海上コンテナ取扱量の現状
出典: フリー百科事典『ウィキペディア(Wikipedia)』 (2022/08/01 00:30 UTC 版)
「日本のコンテナ輸送」の記事における「海上コンテナ取扱量の現状」の解説
日本全国では、典型的な海洋国家ゆえに、62港もの港で国際用海上コンテナが扱えるので、コンテナを利用する利便性は、ある意味では非常に高いと言える。しかしその反面、これらの港夫々には、東京湾 ・ 伊勢湾 ・ 大阪湾(その内、名古屋港 ・ 飛島南コンテナターミナル(2005年使用開始)および、東京港 ・ 大井コンテナターミナル(2006年使用開始)の両地区は、施設が自動化されているので迅速な荷役作業が出来る。

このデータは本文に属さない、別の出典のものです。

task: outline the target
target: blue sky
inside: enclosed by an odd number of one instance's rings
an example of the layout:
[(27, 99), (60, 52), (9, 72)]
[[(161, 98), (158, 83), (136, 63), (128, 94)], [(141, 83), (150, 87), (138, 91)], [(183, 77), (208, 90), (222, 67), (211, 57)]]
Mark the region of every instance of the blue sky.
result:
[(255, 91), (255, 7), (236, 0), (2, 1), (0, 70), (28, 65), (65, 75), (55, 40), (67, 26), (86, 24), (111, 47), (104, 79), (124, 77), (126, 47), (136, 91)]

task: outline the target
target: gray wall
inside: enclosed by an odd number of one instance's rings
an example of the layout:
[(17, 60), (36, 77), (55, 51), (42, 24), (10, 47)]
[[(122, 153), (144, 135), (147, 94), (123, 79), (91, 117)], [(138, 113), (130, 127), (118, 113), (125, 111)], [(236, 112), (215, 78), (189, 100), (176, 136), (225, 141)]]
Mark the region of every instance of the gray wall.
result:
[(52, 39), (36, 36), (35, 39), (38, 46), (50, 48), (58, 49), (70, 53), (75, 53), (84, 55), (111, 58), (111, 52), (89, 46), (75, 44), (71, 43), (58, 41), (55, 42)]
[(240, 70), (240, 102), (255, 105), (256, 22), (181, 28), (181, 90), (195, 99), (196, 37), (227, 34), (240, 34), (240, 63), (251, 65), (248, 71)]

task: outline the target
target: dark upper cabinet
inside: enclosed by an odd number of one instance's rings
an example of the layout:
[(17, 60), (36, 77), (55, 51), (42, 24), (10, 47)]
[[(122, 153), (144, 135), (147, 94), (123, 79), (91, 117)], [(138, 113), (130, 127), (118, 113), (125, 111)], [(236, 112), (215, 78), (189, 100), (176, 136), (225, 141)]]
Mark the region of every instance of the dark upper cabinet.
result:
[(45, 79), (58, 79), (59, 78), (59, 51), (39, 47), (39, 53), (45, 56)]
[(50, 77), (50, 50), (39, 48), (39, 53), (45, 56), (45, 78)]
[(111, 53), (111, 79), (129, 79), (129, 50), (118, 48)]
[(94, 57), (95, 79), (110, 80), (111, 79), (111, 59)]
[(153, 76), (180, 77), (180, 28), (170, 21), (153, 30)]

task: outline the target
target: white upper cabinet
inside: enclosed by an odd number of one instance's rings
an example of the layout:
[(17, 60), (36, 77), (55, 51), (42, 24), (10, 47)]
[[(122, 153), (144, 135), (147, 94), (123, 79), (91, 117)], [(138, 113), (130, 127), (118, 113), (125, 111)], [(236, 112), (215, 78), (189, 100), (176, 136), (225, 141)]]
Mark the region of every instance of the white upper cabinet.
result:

)のように、世界中ほぼすべての地域を結ぶと言う非常に便利性の高い港もあれば、近海のごく限られた航路で、しかも週に一便程度の定期船しか入港しないような港もある。 さらに、例えば通常の貸切トラックなどによる専用輸送で、帰りが空車となる片道輸送の場合には、荷主に対して利用したその車両の帰り便(いわゆる、回送料)としての運賃自体は、特段の契約条項がない限り基本的にはほぼ徴収されない。しかしトレーラーによる海上コンテナの輸送料金(いわゆる、配達料金)では、配達先でそのコンテナ自体までを降ろさない(稀にコンテナ本体が荷主の所有物で、配達先の設備を使って積荷と供に降ろす事例もある。)限り、配達が終わっての帰路時にも基本的には牽引しているシャーシー上に、空のコンテナと言う数トンの貨物を輸送している事になる。この軽量ながらも帰り荷状態という特殊な事情と運転手の待遇改善ために、先に述べた貸切トラックなどでの往復輸送時によく適用される、『帰路時にも帰り荷ありで半額割引』なる割引もない国交省認可特例での配達料金が加算される事により、往復共で二倍となる輸送料金が掛かる。またそのほかに、高速道を利用すれば往復のこれらの諸経費が掛かり、結果的には国内での陸上輸送費が非常に高くなると言う、日本国内特有の事情がある。このために、例えばアメリカから金沢や新潟地区へ外国貨物を輸入する場合は、大型コンテナ船で太平洋を越えて対岸となる東京港で陸揚げして、陸上を二倍増し料金で数百キロも運ぶよりも、アメリカから関門海峡を通って迂回して釜山港などへ一度寄港し、ここでコンテナを積み替えて日本海側の目的地近くの港に運ぶまたは、東京港で陸揚げして更に内航船に積み替えて、瀬戸内海を通って迂回し二次的に海上輸送するほうが、いずれも金沢や新潟の各地方港へ一度に大量に輸送出来る。このために、迂回に伴う多少の輸送日数と、当然の事ながらも日本海側の着地港から配達先までは例え近距離であっても二倍となる陸送費は掛かるが、結果的にはトータルコストが安いといった事情も関係している。 なお、62港のうちの13港は年間のコンテナ扱い数が1万TEU以下である。釜山港が韓国のコンテナの80 %を扱っているのとは対照的である。 2002年に国土交通省はスーパー中枢港湾政策を打ち出し、2004年に東京湾・伊勢湾・大阪湾を日本の中枢的な港湾として指定して、投資と開発によって国際競争力を回復しようと図っている。下記のデータでは確かに地方の港湾は数字の上からも切捨てに成功したことが読み取れるが、集中されたはずの東京・名古屋・大阪でのコンテナ扱い数はそれほど良い数字とは見られず、アジアでの主要港としての地位はすでに過去の栄光となってしまっている。2011年4月には、さらなる「選択」と「集中」に基づいた改正、港湾法の施行により国際コンテナ戦略港湾として、阪神港地区内の(大阪港 ・ 神戸港)および、京浜港地区内の(横浜港 ・ 川崎港 ・ 東京港)の、計5港が選定された。